ILO and housing strategies: a case study

A young man baking with his support worker.

In a recent interview with Mable, Gibbs Hatendi, Area Manager at Care Force (a Tasmanian NDIS registered Service Provider), talked about the housing challenges for people with disability that act as barriers for them to live independently. In the interview, Gibbs also discusses a recent ILO experience.

What are some of the housing challenges for NDIS participants?

Participants find it very hard to secure accommodation in Hobart as the demand for housing continues to rise. Some participants have been on the social housing priority waiting list for over two years and are still waiting to be allocated a house.

Sometimes participants can identify housing opportunities within the private rental market, but they are unable to secure the housing because they do not meet the rental requirements.

Can you give us an example of how you have addressed these barriers?

We recently assisted a man to move into a private rental with his cousin. In the ILO Exploration and Design stage, we worked closely with him and his family and friends to establish the type of housing arrangement he preferred. We thought about what would be suitable for him and how he could be supported in the community. Different options were discussed and he made it clear what his preferred option was.

We have built relationships with two real estate agents in Hobart who are supportive of our work and understand the barriers. This meant we had a way for this man to trial the living arrangement with a support worker before he made a final decision. He really loved the house. His family asked us if there was any way that we could assist him to secure the property and we agreed to assist him. The real estate agents are open to talking with us about different options.

We also have Mentors that assist Participants to maintain their tenancies. They help with things like budgeting, upkeep of the property or any other tenancy obligations. This will normally fall under the Capacity Building categories.

What does the individualised living set-up look like?

His cousin works part time and they share all the bills.

The man is strongly connected with his family, and they usually spend the weekend together with his parents.

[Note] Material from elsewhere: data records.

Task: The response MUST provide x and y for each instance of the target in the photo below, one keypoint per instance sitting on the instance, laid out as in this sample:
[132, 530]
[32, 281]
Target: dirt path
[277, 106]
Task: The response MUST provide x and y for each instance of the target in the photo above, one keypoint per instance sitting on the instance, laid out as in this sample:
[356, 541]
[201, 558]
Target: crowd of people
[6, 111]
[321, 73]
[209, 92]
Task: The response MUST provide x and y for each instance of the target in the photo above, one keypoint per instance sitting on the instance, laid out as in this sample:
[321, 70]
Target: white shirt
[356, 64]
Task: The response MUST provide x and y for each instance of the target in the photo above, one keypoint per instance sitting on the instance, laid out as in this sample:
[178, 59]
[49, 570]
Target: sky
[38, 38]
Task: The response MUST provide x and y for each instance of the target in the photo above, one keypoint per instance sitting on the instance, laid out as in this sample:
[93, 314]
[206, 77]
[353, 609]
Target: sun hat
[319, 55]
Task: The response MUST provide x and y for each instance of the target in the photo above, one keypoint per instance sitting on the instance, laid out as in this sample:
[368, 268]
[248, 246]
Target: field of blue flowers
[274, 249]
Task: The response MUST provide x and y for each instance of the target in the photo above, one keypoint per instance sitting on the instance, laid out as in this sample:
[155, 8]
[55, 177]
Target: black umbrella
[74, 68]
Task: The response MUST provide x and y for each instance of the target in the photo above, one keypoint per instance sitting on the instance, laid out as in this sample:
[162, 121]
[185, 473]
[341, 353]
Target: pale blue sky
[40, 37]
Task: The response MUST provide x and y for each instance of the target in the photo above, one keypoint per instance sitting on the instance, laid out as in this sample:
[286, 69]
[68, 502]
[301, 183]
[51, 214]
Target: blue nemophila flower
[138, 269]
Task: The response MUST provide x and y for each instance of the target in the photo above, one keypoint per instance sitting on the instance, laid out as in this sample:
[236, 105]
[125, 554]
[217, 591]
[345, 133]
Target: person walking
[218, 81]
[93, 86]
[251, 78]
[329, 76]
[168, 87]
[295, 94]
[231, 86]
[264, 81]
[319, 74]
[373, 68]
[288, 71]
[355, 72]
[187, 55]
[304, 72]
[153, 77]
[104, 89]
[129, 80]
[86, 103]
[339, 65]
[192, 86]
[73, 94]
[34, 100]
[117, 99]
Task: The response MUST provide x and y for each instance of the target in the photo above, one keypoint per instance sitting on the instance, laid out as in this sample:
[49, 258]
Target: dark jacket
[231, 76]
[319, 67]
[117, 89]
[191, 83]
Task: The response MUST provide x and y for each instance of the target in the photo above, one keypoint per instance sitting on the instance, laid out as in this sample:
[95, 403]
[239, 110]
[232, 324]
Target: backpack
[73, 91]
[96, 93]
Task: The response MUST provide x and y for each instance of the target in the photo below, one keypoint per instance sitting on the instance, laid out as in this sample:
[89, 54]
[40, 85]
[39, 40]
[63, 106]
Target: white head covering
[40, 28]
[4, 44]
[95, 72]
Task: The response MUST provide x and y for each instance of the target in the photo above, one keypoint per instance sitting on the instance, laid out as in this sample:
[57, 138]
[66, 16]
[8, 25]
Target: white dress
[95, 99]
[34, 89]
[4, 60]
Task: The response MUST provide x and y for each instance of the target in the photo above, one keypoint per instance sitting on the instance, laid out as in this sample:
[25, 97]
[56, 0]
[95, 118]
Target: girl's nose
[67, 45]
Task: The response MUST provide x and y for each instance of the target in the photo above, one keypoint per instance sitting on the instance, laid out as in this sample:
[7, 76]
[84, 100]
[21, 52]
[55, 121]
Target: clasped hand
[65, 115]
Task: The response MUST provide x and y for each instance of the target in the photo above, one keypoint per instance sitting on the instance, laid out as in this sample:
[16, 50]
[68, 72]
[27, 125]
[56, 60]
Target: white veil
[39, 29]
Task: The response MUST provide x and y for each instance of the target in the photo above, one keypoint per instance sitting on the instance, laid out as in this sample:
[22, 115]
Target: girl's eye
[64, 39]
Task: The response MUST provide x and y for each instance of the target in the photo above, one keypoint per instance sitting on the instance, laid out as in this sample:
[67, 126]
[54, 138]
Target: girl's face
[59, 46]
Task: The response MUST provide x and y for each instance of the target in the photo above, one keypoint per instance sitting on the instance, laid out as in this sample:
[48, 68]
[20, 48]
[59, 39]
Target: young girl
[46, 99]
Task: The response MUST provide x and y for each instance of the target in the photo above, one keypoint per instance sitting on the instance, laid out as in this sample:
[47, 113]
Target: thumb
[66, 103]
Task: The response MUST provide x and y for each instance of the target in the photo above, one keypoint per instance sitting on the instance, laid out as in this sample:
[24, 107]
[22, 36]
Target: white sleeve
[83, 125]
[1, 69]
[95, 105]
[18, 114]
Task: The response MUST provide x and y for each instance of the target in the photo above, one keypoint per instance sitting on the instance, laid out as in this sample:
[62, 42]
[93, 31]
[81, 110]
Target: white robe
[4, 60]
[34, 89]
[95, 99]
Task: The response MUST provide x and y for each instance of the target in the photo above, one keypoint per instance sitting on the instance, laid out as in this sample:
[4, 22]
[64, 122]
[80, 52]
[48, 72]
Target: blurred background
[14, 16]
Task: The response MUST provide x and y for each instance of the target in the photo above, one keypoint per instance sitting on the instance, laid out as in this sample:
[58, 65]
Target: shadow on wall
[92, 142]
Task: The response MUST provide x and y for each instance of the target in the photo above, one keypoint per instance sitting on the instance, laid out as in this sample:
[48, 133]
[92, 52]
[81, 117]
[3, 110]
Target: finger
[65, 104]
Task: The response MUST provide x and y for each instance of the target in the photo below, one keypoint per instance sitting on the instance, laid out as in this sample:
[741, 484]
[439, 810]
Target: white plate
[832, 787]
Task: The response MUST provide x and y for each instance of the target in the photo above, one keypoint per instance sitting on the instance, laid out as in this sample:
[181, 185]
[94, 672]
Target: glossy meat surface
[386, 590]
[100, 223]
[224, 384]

His family also helps with the groceries when needed.

He has daily NDIS support to help him with household tasks and daily living. He gets along very well with his support staff. He has recently adopted a puppy that he enjoys looking after and takes him for walks regularly with his support workers.

What have you noticed since he moved out of his parents’ home?

I believe the arrangement has been very positive because he now enjoys his independence as he has always desired. He currently has a team of support workers who assist him with his daily living tasks and skills. He appears to be more positive towards life and he has decided to look for part-time employment to assist in managing his bills and make his own choices.

What is your advice with ILO Service Proposals?

It is obviously essential to work very closely with both the participant and their support structure, like family and friends. This is a principle through all our work but helped us get a clearer picture of the participant’s home and living needs.

The ILO Service Proposal needs this very clearly spelt out. It is also important to include a functional capacity assessment. This means working very closely with the participant’s Occupational Therapist, ensuring that their home and living needs are reflected in the reports.

Supporting documentation really is key – evidence that speaks to the participant’s needs will help ensure the right support is allocated. The ILO Service Proposal asks for information about behaviour support plans, identified risks and the ways in which these will be managed. It is really important that all the supporting information aligns with the participant’s goals.